Calvinist Verse of the Day

Filed under: Uncategorized — Henry Imler @ 11:34 pm

And He made from one man every nation of mankind to live on all the face of the earth, having determined allotted periods and the boundaries of their dwelling place, that they should seek God, in the hope that they might feel their way toward him and find him. Yet he is actually not far from each one of us…

Acts 17:26-27 (English Standard Version)

The above seems like a mix of determinism and free will, does it not? I am not sure if many of you know this, but Travis and I work together and have had several long conversations about Calvinism and Arminianism. Travis leans heavily towards the Calvinist view and the complete authority of the ruler of the universe and I simply cannot fathom love without choice and thus lean towards Arminianism.

I must admit that the main thrust of my leanings stems from my philosophical views and heavily influences my interpretation of the Bible. Yet, I remain committed to having an open mind on this issue and to seek the truth independent of how I may want it to be.

With that confession out of the way, I must say that many passages give me trouble. Romans 9 and Pharoah of Genesis are a few examples. I have yet to incorporate all my beliefs on the subject into a single workable theory.

The above verses, along with others, such as John 3:16, seem to frame the argument a bit differently than the pro-Calvinist verses do. I want to take a quick look at several phrases in the two above verses and see which side of the fence that they fall on.

having determined allotted periods and the boundaries of their dwelling place

Here Luke makes no bones about God placement of humans on the earth. He planned for me to be born in Missouri in the early 1980’s. This seems to line up very well with the Deterministic philosophy found in Calvinism (and most of Christian Theology for that matter). The catch here is the next phrase:

that they should seek God

Luke lets us humans in on a divine motive: God puts us in our locations and times so that we may seek God. This is the real hard part for any Calvinist to swallow in light of the maintaining of the five points of Calvinism.

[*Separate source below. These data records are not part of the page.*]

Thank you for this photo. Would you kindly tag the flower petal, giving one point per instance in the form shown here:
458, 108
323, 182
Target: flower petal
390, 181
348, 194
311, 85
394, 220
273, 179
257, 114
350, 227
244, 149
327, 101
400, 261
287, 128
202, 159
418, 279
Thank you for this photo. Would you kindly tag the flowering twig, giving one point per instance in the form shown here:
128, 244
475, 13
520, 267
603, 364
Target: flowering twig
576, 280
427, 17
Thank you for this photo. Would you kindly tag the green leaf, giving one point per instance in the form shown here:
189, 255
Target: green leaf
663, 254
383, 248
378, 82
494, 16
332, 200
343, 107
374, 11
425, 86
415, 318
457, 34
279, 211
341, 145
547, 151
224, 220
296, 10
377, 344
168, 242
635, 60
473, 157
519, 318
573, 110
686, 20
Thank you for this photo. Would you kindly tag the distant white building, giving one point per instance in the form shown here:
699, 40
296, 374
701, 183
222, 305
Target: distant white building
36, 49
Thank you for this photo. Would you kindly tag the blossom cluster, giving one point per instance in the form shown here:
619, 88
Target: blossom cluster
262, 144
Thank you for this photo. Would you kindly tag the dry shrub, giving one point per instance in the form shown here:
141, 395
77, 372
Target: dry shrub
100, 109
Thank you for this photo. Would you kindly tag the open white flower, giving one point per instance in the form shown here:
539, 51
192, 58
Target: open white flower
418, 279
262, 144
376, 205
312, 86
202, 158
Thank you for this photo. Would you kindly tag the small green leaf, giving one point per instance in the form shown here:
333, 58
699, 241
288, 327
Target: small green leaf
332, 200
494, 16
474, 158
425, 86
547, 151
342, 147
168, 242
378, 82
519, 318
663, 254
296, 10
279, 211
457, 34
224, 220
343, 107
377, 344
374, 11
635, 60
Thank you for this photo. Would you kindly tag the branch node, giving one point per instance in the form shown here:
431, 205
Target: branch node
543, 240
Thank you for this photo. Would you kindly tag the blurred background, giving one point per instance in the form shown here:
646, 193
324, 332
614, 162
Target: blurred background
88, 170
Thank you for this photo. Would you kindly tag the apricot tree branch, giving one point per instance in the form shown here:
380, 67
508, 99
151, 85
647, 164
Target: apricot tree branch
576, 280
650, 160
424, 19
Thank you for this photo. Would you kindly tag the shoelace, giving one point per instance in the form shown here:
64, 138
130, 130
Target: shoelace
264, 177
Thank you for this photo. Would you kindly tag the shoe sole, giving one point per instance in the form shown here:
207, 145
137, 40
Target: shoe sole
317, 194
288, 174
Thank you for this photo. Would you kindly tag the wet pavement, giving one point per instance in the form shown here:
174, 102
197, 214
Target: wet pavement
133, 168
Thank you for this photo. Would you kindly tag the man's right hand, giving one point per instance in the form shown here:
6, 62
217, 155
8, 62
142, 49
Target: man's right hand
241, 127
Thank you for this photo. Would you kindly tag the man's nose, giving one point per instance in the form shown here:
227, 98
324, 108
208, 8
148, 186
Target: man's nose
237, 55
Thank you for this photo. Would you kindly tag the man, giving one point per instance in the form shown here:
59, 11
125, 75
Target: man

Calvinism says that humans are so corrupted by original sin, that they cannot even begin to seek God. While I would agree that Man cannot reach God by his efforts alone, I have a hard time that none seek Him without his election, with all the religions we have had running around throughout the years.

Does God elect all of the saved independent of consent from the saved; or do the people that are saved choose to join in with the universal offering of salvation provided for by God? The next phrase seems to clue us in on what the answer might be:

in the hope that they might feel their way toward him and find him.

This too seems to indicate that God places each person in their own little nick on history’s totem pole in the hope that the causes and conditions might be just right that the person would choose to look for and find God. The last phrase re-enforces this idea :

Yet he is actually not far from each one of us

It is very difficult to substitute “each one of us” with “people who God chooses anyway to find Him” as one must if one takes a Calvinist approach. It would seem that God has made Himself available to all and hopes that we choose to look for Him.

With this said, what are we left with in these two verses? My interpretation is that God is involved with mankind and influences their lives in order to point us in the general direction, yet respects our autonomy and choice so much that he remains hidden and hopes that we choose to look for God.